The information contained in this article is not to be understood as legal advice and should not be interpreted as such. Companies subject to the GDPR should not rely on the information contained herein and should seek legal advice from their own legal counsel or another professional legal services provider.
How the GDPR affects Big Data Analytics
The main objective of the GDPR (the new EU law covering the storage of personal data) is to give EU citizens back control over their personal data. Important points contained in this legislation include the need for individuals to consent to the use of their personal data, their right to delete personal data and the obligation on the part of companies and other parties to notify people in the event of any data protection violations. Violations can carry some hefty sanctions: Fines of up to €20,000,000 or up to 4% of a company's annual worldwide turnover. These fines represent a significant financial risk for companies.

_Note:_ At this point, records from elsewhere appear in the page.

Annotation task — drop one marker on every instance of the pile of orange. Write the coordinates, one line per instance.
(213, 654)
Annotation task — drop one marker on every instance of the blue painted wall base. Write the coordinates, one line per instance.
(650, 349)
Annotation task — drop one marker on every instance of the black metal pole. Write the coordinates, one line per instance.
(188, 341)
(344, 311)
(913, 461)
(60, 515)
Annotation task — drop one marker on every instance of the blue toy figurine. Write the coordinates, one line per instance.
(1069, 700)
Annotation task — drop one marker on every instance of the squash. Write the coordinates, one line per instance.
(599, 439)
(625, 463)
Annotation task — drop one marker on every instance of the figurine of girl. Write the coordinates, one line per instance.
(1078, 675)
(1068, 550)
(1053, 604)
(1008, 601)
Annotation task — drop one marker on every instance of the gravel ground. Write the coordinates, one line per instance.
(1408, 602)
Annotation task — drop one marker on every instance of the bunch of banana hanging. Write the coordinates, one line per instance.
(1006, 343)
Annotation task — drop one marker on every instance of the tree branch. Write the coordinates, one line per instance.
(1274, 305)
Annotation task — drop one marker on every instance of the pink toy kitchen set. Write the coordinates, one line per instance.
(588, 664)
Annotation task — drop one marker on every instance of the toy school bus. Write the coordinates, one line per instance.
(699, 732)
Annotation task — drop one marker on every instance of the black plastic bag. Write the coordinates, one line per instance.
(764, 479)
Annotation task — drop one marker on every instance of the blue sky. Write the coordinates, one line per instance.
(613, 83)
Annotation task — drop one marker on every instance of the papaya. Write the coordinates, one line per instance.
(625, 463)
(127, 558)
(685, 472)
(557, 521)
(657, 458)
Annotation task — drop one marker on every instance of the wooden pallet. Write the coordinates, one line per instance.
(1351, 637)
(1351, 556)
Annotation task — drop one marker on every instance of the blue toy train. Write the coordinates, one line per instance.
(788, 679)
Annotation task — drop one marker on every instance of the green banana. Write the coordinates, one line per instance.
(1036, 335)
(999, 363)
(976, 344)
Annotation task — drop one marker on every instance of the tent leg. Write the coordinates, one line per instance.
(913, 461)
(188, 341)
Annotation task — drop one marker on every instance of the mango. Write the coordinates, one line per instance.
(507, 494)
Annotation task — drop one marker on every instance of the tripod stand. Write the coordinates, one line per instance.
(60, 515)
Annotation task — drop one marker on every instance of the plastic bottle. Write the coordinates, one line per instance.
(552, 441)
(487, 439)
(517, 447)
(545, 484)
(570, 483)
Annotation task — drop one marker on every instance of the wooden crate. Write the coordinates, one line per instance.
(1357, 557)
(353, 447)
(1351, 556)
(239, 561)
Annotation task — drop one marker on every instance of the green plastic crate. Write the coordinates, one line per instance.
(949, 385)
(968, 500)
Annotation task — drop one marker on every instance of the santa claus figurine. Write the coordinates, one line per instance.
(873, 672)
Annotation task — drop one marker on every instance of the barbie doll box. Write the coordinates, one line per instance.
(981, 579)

Against this backdrop, managers and their analytical systems face technical, functional and organisational challenges such as:
- Clarification of what constitutes personal data
- 'Privacy by design' and 'privacy by default'
- Pseudonymisation and anonymisation
- Data quality as required by the GDPR
GDPR and data science
In practice, the GDPR influences data science and data warehousing in the following areas. Firstly, the GDPR sets tighter limits on the processing of personal data and the creation of consumer profiles. Secondly, companies that use automated decision-making technologies must give consumers a "right to explanation" regarding their practices and activities. Thirdly, the GDPR holds companies responsible for any distortions or any discrimination in their automated decision-making processes. Fourthly, companies must bear in mind that existing analyses using personal data could also become illegal when the GDPR comes into effect.